We discuss the implementation of a finite element method, used to numerically solve the Euler equations of compressible flows, using an asynchronous runtime system (RTS). The algorithm is implemented for distributed-memory machines, using unstructured 3D meshes, combining data-, and task-parallelism on top of the Charm++ RTS. Charm++'s execution model is asynchronous by default, allowing arbitrary overlap of computation and communication. Task-parallelism allows scheduling parts of an algorithm independently of, or dependent on, each other. Built-in automatic load balancing enables continuous redistribution of computational load by migration of work units based on real-time CPU load measurement. The RTS also features automatic checkpointing, fault tolerance, resilience against hardware failures, and supports power-, and energy-aware computation. We demonstrate scalability up to O(10^9) cells at O(10^4) compute cores and the benefits of automatic load balancing for irregular workloads. The full source code with documentation is available at https://quinoacomputing.org.

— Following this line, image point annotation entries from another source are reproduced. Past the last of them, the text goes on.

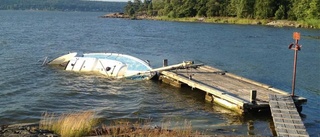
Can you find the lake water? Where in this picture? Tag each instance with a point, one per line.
(261, 53)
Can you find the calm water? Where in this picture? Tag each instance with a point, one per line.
(258, 52)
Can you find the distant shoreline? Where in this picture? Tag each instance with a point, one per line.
(223, 20)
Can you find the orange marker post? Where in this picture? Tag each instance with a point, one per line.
(296, 48)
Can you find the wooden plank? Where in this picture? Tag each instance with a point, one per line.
(211, 90)
(286, 117)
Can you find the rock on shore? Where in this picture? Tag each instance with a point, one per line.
(25, 130)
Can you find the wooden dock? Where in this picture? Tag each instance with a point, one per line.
(226, 89)
(285, 116)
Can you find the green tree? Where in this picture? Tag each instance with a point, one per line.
(213, 8)
(201, 8)
(263, 9)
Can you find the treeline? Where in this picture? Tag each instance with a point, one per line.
(253, 9)
(62, 5)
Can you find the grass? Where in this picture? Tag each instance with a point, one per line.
(79, 124)
(69, 125)
(309, 23)
(145, 129)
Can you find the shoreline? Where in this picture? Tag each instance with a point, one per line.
(221, 20)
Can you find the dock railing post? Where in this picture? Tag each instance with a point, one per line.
(253, 96)
(165, 62)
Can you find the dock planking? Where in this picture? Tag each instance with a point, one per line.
(226, 89)
(285, 116)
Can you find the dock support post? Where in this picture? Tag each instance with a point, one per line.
(165, 62)
(253, 96)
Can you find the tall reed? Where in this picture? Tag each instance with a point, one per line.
(69, 125)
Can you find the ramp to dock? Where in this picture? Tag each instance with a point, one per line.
(285, 116)
(224, 88)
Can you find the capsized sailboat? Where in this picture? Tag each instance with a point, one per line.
(113, 65)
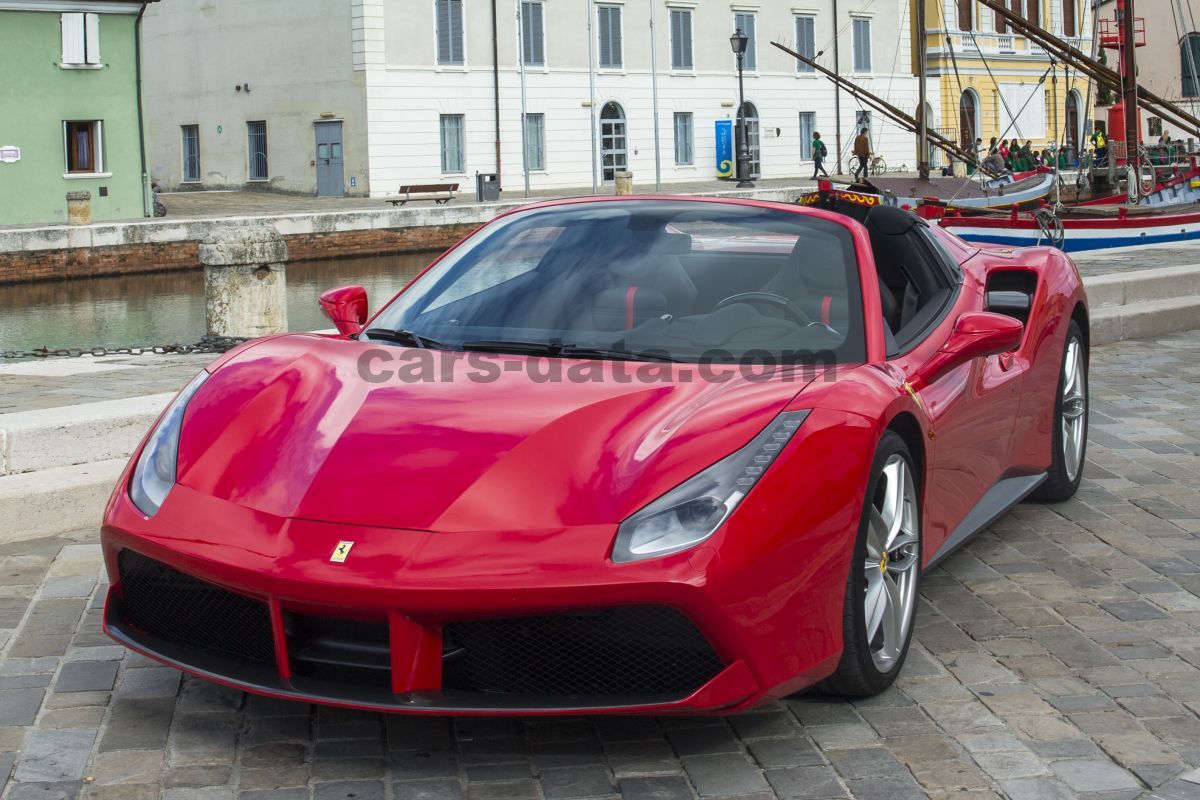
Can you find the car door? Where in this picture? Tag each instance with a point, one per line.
(970, 410)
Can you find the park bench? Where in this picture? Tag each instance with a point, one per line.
(439, 193)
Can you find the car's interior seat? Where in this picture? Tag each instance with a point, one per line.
(910, 286)
(646, 283)
(814, 278)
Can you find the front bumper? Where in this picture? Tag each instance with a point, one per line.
(403, 625)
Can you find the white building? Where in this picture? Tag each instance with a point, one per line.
(418, 91)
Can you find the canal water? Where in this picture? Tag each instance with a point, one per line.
(168, 307)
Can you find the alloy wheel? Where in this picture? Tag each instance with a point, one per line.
(1074, 408)
(893, 549)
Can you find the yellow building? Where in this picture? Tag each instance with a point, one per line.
(987, 80)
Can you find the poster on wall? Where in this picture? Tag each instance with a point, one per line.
(725, 148)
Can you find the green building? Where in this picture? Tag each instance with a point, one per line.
(70, 118)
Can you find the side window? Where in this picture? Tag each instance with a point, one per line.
(953, 270)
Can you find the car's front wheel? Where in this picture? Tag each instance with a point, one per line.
(881, 591)
(1069, 421)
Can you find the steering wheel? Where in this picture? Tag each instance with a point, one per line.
(779, 301)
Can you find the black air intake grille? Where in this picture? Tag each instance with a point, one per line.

Asynchronous Distributed-Memory Task-Parallel 3D Unstructured Mesh-to-Mesh Data Transfer

Eric Mikida, Charmworks, Inc.
Nitin Bhat, Charmworks, Inc.
Eric Bohm, Charmworks, Inc.
Laxmikant Kale, Charmworks, Inc.
Jozsef Bakosi, Los Alamos National Laboratory

We are developing a distributed-memory-parallel adaptive multiphysics simulation software tool, co-designing physics solvers and advanced load balancing techniques. Our target application is fluid-structure interaction of large engineering problems, O(10^7) mesh cells, for O(10^4) CPUs. We will use overset unstructured mesh methods to compute structural mechanics of solids interacting with compressible fluids within complex 3D geometries. To couple fluid and solid mechanics solvers, we are implementing a two-way data transfer algorithm on top of the Charm++ asynchronous tasking runtime system (https://www.hpccharm.com). We will report on the initial implementation and scalability of a mesh-to-mesh solution data transfer algorithm that will be used as a library, coupling physics solvers in Quinoa (https://quinoacomputing.org), developed at Los Alamos National Laboratory.


Scalable GW software for excited electrons using OpenAtom

Kavitha Chandrasekar, University of Illinois Urbana-Champaign
Kayahan Saritas, Yale University

OpenAtom is an open-source, massively parallel software application that performs ab initio molecular dynamics simulations and ground and excited states calculations utilizing a planewave basis set and relies on the charm++ runtime system. We describe the status of the excited-state GW implementation in OpenAtom: the GW method is an accurate but computationally expensive method for describing dynamics of excited electrons in solid state systems. We briefly describe the current O(N^4) scaling GW method implemented in the public version of OpenAtom (where N is the number of atoms in the simulation cell). We then present our progress in implementing an O(N^3) scaling GW method in OpenAtom. In addition to the formalism and physical principles, our parallelization method and scaling results will be presented.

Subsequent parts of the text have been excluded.